New England Research

Many of our ancestors in this area trace their migration pattern back to New England.  A excellent book has come out recently published by the New England Historical and Genealogical Society that updates the bible of research titled "Genealogist's Handbook for New England Research" edited by Michael J. Leclerc.

This book is in it's fifth edition.  The updates include essay introductions for each state, maps of the state and counties, updates to the various repositories and list of parent and daughter towns.  With the large amount of research that I have done in both my personal and clients genealogy I have found it to be a invaluable tool.

The introductions for each state offer a short concise overview of the history of the records within the state and the location and archiving practices of each state.  Locating records is often the biggest trick to breaking down a brick wall.  This book allows you to minimize the difficulty involved with this task.

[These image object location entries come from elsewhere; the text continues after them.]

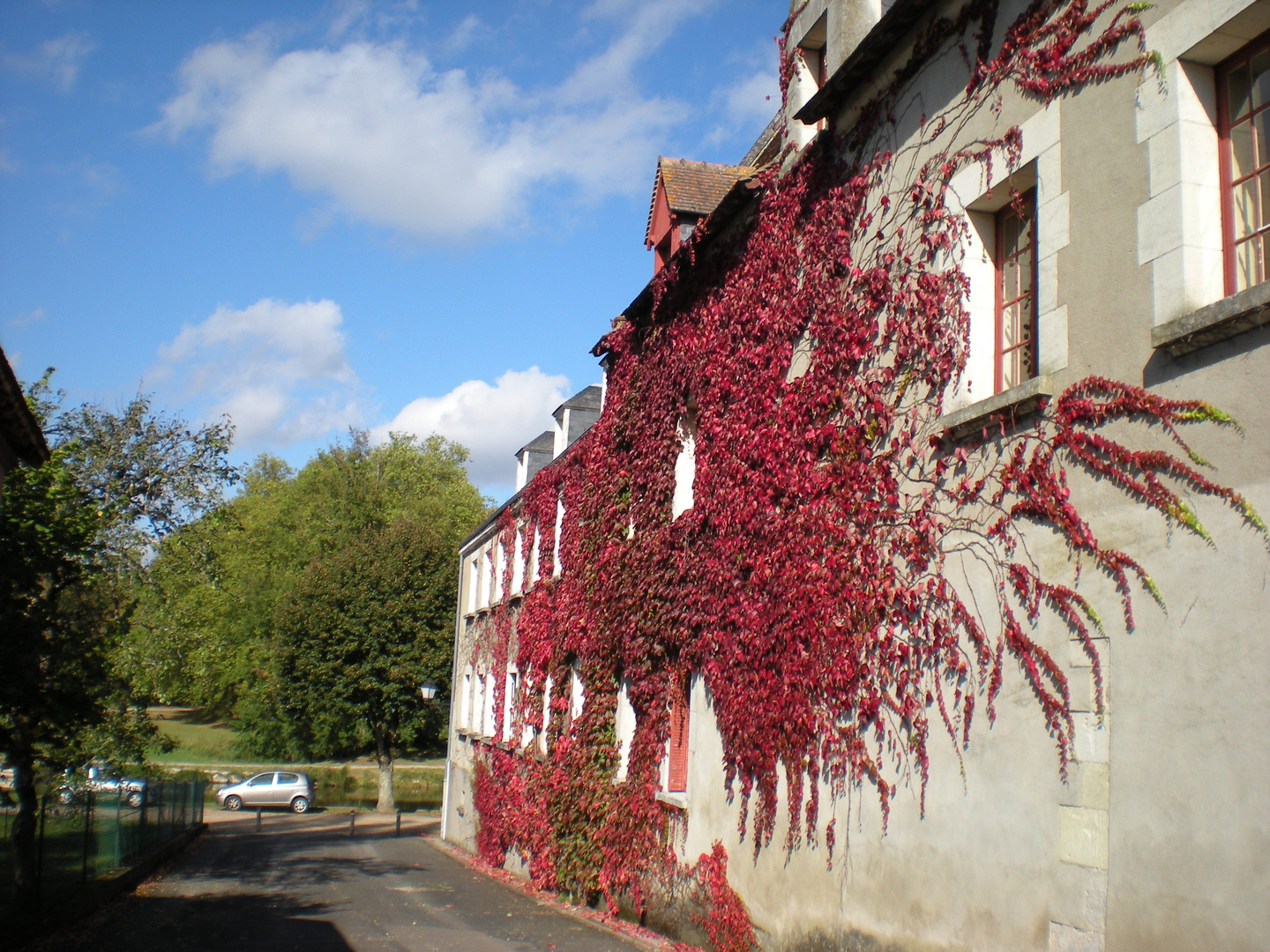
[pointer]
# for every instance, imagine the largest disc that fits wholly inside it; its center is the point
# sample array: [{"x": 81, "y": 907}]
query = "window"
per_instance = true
[
  {"x": 677, "y": 775},
  {"x": 1244, "y": 127},
  {"x": 465, "y": 704},
  {"x": 686, "y": 464},
  {"x": 1015, "y": 294}
]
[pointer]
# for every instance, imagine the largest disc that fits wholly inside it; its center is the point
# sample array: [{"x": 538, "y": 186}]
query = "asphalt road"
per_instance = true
[{"x": 303, "y": 883}]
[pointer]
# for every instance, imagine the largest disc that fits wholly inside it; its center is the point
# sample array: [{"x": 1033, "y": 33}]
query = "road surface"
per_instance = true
[{"x": 303, "y": 883}]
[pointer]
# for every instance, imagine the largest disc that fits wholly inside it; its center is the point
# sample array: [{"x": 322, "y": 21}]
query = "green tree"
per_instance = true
[
  {"x": 207, "y": 629},
  {"x": 74, "y": 539},
  {"x": 363, "y": 629}
]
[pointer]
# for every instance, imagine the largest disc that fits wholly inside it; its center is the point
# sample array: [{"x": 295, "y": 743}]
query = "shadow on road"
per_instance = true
[{"x": 205, "y": 923}]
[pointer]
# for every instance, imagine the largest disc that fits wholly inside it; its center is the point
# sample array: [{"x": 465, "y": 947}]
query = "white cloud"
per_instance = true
[
  {"x": 748, "y": 104},
  {"x": 433, "y": 155},
  {"x": 493, "y": 421},
  {"x": 277, "y": 369},
  {"x": 56, "y": 61}
]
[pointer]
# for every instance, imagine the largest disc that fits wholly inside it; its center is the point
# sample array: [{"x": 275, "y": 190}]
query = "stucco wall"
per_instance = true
[{"x": 1160, "y": 838}]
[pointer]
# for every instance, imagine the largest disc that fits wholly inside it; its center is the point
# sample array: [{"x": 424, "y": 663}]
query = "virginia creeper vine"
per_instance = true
[{"x": 810, "y": 583}]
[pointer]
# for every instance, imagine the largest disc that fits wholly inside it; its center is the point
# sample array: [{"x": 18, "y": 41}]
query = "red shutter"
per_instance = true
[{"x": 677, "y": 781}]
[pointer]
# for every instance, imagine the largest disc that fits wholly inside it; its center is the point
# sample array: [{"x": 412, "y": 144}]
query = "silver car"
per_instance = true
[{"x": 270, "y": 788}]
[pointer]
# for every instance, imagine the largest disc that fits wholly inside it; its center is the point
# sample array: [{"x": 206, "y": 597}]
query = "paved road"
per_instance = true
[{"x": 303, "y": 883}]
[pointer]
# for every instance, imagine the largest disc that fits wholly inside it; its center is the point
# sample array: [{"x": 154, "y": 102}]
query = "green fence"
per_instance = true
[{"x": 97, "y": 836}]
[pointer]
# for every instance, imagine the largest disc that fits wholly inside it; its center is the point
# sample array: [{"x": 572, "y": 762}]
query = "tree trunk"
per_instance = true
[
  {"x": 384, "y": 758},
  {"x": 23, "y": 834}
]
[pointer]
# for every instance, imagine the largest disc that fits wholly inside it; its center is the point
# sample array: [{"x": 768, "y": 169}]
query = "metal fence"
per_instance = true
[{"x": 97, "y": 836}]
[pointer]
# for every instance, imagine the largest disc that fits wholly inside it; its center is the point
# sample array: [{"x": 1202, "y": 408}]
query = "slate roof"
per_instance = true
[
  {"x": 586, "y": 398},
  {"x": 693, "y": 188},
  {"x": 19, "y": 432},
  {"x": 542, "y": 443}
]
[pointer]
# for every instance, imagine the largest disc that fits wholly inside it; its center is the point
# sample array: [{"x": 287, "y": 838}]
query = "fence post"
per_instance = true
[
  {"x": 88, "y": 834},
  {"x": 40, "y": 853},
  {"x": 118, "y": 829}
]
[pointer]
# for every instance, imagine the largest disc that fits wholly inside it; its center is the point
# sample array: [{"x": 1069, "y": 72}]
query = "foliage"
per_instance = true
[
  {"x": 811, "y": 584},
  {"x": 208, "y": 631},
  {"x": 74, "y": 537},
  {"x": 363, "y": 629}
]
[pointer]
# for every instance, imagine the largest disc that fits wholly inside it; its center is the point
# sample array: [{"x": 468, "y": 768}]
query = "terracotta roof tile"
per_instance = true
[
  {"x": 693, "y": 188},
  {"x": 696, "y": 188}
]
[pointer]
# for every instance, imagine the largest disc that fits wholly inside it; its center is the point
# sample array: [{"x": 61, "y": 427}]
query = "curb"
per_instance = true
[{"x": 602, "y": 922}]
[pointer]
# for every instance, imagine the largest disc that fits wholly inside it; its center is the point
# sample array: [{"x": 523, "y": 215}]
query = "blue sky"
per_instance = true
[{"x": 386, "y": 215}]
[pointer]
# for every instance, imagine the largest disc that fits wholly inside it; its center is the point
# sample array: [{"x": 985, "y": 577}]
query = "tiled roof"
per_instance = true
[
  {"x": 698, "y": 188},
  {"x": 693, "y": 188}
]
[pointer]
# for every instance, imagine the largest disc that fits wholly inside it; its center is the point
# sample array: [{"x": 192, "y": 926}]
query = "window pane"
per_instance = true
[
  {"x": 1012, "y": 368},
  {"x": 1247, "y": 207},
  {"x": 1261, "y": 124},
  {"x": 1241, "y": 149},
  {"x": 1237, "y": 88},
  {"x": 1009, "y": 280},
  {"x": 1024, "y": 264},
  {"x": 1249, "y": 264},
  {"x": 1260, "y": 79},
  {"x": 1010, "y": 326},
  {"x": 1009, "y": 235}
]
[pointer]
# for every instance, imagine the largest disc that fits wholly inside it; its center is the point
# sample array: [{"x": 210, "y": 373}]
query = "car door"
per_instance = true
[
  {"x": 259, "y": 790},
  {"x": 288, "y": 786}
]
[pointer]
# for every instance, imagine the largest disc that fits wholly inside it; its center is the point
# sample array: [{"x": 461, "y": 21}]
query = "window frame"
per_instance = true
[
  {"x": 998, "y": 265},
  {"x": 677, "y": 743},
  {"x": 1226, "y": 170}
]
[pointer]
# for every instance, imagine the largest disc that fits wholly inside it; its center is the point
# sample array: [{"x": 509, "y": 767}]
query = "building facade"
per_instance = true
[{"x": 878, "y": 602}]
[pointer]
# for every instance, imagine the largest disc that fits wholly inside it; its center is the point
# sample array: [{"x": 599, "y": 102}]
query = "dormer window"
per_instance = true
[
  {"x": 686, "y": 464},
  {"x": 684, "y": 193}
]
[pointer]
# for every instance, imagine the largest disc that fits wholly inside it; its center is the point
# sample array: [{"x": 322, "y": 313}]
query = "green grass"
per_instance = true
[{"x": 198, "y": 741}]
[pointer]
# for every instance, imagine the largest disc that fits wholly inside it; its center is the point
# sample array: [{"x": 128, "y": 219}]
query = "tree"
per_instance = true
[
  {"x": 366, "y": 628},
  {"x": 74, "y": 539},
  {"x": 207, "y": 629}
]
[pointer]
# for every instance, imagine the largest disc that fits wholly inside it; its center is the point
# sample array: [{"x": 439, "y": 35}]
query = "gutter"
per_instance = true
[{"x": 880, "y": 42}]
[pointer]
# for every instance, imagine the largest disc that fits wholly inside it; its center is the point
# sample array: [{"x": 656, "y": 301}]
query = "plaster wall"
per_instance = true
[{"x": 1160, "y": 837}]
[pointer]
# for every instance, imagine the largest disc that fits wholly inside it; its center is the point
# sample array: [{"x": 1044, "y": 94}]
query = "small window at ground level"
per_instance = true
[
  {"x": 1244, "y": 126},
  {"x": 1016, "y": 294}
]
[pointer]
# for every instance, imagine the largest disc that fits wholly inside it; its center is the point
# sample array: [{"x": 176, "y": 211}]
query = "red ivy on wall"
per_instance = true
[{"x": 808, "y": 583}]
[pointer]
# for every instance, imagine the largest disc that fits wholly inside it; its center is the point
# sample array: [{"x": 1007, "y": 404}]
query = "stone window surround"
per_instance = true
[
  {"x": 1041, "y": 159},
  {"x": 1180, "y": 225}
]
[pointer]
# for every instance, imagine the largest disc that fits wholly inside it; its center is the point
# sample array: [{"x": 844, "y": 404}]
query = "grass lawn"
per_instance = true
[
  {"x": 207, "y": 746},
  {"x": 198, "y": 740}
]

One of the major issues I have had with my own research in New England has been the location of borders and  the creation of counties.  There is a general assumption that the way it is today is the way it has always been done.  Not so.  Many of the smaller states in this area when it came to probate were not done on a county basis, but were done in districts.  The records were then centralized within the district and not be in the county that you are looking for your ancestors.

Identifying the information available in the various states is key.  With the shear size of documents created in New England since the 1620's knowing where they are stored is key.  The helpful description of key sources in each state was one that I found valuable for research.  Realizing where the records or family papers are located is a outstanding resource.  Understanding the shear size of records available and understanding that not all things are on the internet is key.

While researching in New England towns appear and disappear like popcorn.  The section that helps you in understanding what cities were original and where the new towns came from was excellent.  The dating of the creation of the various counties and towns is critical to knowing if your family was located in the correct place when you are looking for them.  I have fallen into the trap of thinking the towns were always there and find that in fact they were living in a adjacent town or county.  This book helps with improving those happy moments of discovery.

Please check out the new book area of your local library or historical society for this book.  Better yet order a copy for yourself, because it should be a part of your genealogical library when it comes to New England family research.

1 comment:

Debra Winchell said...

I'm curious. Where are you researching? Two major resource areas are the Local History Room of the Berkshire Athenaeum in Pittsfield and the library of the Connecticut Valley Historical Society in Springfield, Mass. The University of Massachusetts at Amherst also holds copies of some records from the Massachusetts State Archives.